Up until recently rigging lines available in New Zealand were almost all low-stretch, double braid polyesters, either Samson Stable Braid and Yale Double Esterlon or 12-strand Samson TenexTEC and Yale Yalex.
A generation of kiwi arborists have been trained on the low-stretch, loading properties of these ropes.
Now both Samson and Yale have introduced stronger, lighter polyester sheath, nylon core double braids capable of higher dynamic loads (Samson Nystron and Yale Polydyne).
The logic behind these new ropes is both economical and practical.
Nylon is a relatively inexpensive component. This helps to make the nylon core rigging line cheaper to manufacture per meter than all-polyester equivalents.
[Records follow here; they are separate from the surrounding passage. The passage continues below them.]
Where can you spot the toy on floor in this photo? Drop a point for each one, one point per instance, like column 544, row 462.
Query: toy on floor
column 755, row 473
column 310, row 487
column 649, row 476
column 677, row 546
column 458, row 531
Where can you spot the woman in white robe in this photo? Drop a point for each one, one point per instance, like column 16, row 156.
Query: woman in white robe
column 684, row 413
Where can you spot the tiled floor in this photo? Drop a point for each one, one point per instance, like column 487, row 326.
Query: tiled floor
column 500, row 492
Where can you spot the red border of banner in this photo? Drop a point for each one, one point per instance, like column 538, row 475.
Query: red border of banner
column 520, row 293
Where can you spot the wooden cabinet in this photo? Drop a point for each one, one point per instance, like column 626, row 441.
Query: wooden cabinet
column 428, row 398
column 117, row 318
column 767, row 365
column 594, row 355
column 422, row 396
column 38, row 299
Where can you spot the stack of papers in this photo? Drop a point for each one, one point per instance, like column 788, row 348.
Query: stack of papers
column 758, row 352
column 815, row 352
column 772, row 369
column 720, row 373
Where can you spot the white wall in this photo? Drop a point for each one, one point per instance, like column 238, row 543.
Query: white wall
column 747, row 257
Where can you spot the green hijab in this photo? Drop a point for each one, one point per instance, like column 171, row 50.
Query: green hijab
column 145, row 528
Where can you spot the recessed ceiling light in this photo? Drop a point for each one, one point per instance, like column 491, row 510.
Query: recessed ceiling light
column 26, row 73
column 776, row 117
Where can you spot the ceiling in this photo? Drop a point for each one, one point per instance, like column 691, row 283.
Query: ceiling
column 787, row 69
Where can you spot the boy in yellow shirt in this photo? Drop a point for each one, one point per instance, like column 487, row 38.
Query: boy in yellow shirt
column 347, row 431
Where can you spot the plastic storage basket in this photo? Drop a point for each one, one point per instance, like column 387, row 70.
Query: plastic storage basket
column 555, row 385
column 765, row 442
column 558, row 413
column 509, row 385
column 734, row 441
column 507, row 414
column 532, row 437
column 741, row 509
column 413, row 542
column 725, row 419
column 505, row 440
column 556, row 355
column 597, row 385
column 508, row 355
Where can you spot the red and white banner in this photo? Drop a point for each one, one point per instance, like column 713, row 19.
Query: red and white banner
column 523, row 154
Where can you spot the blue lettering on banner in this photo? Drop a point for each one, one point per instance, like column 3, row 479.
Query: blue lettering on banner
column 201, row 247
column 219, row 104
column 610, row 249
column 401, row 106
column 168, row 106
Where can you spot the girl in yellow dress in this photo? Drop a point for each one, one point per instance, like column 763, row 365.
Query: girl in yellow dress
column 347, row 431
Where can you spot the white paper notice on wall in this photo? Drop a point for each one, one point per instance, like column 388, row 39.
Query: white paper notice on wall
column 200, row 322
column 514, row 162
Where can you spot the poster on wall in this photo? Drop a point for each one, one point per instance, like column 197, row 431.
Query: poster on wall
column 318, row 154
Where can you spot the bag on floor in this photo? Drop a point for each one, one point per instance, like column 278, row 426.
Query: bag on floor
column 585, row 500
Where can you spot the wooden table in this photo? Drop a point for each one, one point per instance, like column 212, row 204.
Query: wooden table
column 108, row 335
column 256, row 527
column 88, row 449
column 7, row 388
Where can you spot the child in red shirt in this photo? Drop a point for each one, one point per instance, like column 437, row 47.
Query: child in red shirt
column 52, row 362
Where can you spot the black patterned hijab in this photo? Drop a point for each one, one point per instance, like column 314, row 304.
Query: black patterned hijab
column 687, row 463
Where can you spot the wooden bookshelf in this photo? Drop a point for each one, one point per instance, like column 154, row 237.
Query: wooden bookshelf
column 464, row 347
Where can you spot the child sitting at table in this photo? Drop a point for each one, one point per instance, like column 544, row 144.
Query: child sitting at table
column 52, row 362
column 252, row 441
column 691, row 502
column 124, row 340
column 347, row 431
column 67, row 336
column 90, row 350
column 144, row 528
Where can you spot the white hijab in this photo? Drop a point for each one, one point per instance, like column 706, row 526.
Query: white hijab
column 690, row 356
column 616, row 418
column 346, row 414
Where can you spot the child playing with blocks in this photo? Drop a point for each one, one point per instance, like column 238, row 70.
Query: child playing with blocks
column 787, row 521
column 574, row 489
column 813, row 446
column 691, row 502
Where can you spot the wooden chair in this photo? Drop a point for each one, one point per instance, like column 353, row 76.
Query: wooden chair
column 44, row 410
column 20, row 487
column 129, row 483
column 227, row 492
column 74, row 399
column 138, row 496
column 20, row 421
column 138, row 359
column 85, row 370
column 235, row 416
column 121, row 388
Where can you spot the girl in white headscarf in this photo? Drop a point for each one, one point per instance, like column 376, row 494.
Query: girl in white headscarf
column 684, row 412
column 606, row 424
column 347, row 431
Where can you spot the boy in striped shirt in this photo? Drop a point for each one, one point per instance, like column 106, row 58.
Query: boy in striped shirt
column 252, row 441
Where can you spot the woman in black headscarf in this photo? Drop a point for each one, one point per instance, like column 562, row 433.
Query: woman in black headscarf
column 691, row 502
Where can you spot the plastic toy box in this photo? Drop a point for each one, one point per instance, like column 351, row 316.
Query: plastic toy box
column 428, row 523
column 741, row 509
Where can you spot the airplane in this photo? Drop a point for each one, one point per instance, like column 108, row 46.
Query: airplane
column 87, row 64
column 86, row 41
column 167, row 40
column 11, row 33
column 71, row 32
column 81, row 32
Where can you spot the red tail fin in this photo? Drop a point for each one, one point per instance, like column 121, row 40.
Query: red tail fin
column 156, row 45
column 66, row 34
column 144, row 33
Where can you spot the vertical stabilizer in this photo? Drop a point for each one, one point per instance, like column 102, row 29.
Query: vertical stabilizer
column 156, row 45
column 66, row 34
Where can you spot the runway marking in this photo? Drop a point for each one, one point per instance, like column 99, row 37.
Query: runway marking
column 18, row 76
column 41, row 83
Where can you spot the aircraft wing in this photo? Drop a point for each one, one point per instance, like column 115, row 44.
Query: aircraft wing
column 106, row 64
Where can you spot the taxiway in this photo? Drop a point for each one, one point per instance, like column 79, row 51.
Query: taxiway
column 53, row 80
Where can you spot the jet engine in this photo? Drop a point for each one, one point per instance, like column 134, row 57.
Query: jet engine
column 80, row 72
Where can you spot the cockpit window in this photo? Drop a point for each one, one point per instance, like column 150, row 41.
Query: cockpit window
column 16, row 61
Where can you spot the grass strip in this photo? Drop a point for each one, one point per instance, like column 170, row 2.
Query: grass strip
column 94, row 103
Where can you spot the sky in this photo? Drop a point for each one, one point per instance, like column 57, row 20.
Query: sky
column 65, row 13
And the high elongation properties of nylon, when sheathed in abrasion resistant polyester, helps reduce peak loading. In theory, increased elongation puts less stress on the rope, the rigging hardware and the tree in a rigging configuration.
But the increased elongation of Samson Nystron and Yale Polydyne (up to 4 times that of polyester double braids) also reduces the amount of control you have over the peak-load positioning of the rigged timber - see image below.
Accurately calculating the distance of elongation or travel relative to the weight of the load would test any mathematician. As an example, the fact that rope stretch adds distance to the fall was not even factored into arborist rigging software like Rigging 1.0.
Consequently, nylon core rigging lines should ideally only be used when you are rigging in open spaces, where there is little chance of hitting a valuable object (or person).
In some ways having a limited range of rigging lines available was a far simpler proposition.
With a well trained, experienced groundie one (or two) rigging lines would suffice. Now, you may end up with multiple rigging lines designed for very specific rigging applications - they work perfectly for their designed purpose but are unsuitable as general, utility rigging lines.
Let's hope there are no knowledge 'gaps' in tree rigging education!